Appropriately dubbed “Cookiethief” by the Kaspersky researchers who discovered it, the trojan has a straightforward goal: “Its main task was to acquire root rights on the victim device, and transfer cookies used by the browser and Facebook app to the cybercriminals’ server,” explained Kaspersky researchers Anton Kivva and Igor Golovin, in an analysis on Thursday.
Armed with the siphoned-off cookies, crooks can gain access to unique session IDs that can identify the user to webpages and services, allowing instant access without a password and login. Thus, attackers can impersonate legitimate users and infiltrate accounts with little to no effort.
In this specific case, Cookiethief’s operators are bent on ad fraud, using the hijacked accounts to send out spam.
“On the [command-and-control] server we also found a page advertising services for distributing spam on social networks and messengers, so it was not difficult to guess the motive behind the cookie-theft operation,” the researchers said.

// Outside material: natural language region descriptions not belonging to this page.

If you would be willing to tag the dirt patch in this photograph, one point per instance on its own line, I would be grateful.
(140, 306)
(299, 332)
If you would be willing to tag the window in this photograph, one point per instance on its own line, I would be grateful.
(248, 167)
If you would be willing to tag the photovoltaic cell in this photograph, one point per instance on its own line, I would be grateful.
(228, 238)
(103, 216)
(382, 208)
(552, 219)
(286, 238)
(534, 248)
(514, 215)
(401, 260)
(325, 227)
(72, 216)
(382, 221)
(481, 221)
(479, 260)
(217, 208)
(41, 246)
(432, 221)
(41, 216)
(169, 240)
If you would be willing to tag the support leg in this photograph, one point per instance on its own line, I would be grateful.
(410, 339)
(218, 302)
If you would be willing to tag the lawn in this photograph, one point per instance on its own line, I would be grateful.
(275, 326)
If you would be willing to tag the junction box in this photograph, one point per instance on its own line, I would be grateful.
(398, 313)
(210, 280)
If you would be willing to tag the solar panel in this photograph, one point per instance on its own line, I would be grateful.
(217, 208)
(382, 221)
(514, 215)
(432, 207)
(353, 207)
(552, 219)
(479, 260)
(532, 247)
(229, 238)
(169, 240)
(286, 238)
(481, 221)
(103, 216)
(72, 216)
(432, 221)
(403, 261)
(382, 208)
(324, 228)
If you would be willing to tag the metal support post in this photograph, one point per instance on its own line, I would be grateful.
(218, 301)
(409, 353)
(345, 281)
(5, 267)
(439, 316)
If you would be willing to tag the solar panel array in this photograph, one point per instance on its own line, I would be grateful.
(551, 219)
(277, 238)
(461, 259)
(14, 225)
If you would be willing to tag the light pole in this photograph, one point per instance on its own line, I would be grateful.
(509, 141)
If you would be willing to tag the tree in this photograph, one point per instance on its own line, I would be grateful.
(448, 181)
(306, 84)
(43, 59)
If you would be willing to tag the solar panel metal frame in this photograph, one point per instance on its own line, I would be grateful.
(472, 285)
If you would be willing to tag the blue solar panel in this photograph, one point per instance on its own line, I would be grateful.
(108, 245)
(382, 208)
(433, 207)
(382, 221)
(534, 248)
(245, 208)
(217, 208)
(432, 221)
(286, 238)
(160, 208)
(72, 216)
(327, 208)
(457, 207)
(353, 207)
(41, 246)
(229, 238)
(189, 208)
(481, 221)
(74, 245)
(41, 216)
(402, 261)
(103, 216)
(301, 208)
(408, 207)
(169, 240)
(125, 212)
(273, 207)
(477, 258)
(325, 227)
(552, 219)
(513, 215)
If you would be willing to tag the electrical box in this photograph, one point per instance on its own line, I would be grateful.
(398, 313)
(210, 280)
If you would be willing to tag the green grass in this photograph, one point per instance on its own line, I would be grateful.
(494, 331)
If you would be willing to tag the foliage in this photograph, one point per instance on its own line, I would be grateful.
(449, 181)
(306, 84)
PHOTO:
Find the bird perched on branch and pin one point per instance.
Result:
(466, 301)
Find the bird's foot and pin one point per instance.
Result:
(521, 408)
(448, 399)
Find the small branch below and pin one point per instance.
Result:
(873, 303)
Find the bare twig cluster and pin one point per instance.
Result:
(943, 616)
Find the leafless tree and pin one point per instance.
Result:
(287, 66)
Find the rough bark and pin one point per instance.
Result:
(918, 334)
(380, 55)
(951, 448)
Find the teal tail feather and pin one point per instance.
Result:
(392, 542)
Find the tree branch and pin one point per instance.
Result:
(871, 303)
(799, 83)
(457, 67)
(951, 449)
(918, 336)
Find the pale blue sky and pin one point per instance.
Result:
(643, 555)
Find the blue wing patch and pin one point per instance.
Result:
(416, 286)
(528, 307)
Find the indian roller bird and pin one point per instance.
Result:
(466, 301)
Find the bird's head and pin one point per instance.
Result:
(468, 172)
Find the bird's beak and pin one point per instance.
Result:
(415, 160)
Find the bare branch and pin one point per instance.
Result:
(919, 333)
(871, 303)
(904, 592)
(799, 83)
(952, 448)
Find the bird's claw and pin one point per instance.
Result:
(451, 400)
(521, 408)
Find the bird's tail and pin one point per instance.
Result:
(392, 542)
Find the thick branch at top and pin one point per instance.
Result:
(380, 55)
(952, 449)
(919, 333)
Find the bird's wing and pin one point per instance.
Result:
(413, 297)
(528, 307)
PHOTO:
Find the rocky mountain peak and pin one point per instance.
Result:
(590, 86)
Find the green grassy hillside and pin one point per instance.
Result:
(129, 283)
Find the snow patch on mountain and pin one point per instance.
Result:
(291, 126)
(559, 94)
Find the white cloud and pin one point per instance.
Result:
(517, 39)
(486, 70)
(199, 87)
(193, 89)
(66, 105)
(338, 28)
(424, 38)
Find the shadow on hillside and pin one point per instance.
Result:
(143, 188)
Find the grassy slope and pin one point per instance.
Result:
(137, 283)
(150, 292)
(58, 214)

Cookiethief does not make use of any vulnerability in the Facebook application or browser itself to nab the goods. Instead, once it’s installed on the device, the malware connects to a related backdoor installed on the same smartphone, and sends it a shell command for superuser command execution, researchers explained. “The backdoor Bood, located at the path /system/bin/.bood, launches the local server…and executes commands received from Cookiethief,” they wrote.
Kaspersky noted that the malware can find its way onto a device either by being planted in the firmware somewhere along the supply chain, before purchase – or, it can use vulnerabilities in the Android OS to infiltrate system folders and download other applications.
“As a result, a persistent backdoor like Bood, along with the auxiliary programs Cookiethief [and others], can end up on the device,” according to the researchers, who added that they have seen both tactics being used before by related malware.
Cookiethief doesn’t have carte blanche to raid the cookie jar – cookie-based instant access to accounts is blocked by Facebook and other services if a user’s activity is deemed atypical – such as logging in from a new device or location.
The malware authors apparently have anticipated this hurdle though: Another app on the same C2 server, dubbed Youzicheng, can be used to run a proxy on the victim’s device.
“We believe that Youzicheng is tasked with bypassing the security systems of the relevant messenger or social network using a proxy server on the victim’s device,” the researchers said. “As a result, cybercriminals’ request to the website will look like a request from a legitimate account and not arouse suspicion.”
So far there are about 1,000 Cookiethief victims, according to Kaspersky, but the figure is growing.